I have long had an interest in religious freedom jurisprudence. Each new case seems to raise fresh questions about the rights of religious practitioners to protect their “strongly held religious beliefs”. This has been made more complicated by the fact that the Supreme Court has never required any litmus test on the validity or reasonableness of those beliefs. Going back to United States v. Ballard in 19441, the Court has taken the stance that religious beliefs are personal.

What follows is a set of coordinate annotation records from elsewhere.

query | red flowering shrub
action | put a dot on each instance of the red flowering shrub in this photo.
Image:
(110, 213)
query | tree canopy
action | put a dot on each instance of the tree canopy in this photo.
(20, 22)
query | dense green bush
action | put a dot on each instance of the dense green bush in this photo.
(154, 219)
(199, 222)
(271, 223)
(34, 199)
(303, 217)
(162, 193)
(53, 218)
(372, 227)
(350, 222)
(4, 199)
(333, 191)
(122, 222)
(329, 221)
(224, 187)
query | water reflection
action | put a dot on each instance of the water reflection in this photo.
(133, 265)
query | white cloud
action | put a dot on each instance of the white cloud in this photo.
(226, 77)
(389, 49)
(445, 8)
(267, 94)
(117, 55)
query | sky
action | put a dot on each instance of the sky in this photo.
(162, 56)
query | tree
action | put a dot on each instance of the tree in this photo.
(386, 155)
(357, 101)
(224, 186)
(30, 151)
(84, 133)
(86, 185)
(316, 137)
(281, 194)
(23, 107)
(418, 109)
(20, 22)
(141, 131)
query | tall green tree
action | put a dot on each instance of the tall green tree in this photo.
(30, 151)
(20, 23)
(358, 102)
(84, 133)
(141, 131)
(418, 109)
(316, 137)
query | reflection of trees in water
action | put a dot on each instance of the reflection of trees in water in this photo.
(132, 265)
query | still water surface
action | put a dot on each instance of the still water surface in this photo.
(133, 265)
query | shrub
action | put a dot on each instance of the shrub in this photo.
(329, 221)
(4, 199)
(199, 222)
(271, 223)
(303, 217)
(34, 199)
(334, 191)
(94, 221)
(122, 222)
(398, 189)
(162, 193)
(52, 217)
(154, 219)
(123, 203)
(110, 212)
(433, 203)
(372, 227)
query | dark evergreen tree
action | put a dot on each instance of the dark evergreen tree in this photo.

This position presents a challenge, especially when a tension exists between religious beliefs and “generally applicable laws”. In 1990’s Oregon Employment Division v. Smith, the Native American plaintiffs had been fired from their job as drug counselors for using peyote during a religious ceremony. The majority opinion of the Supreme Court, written by Antonin Scalia, argued that the general laws against drug use trumped the specific religious expression.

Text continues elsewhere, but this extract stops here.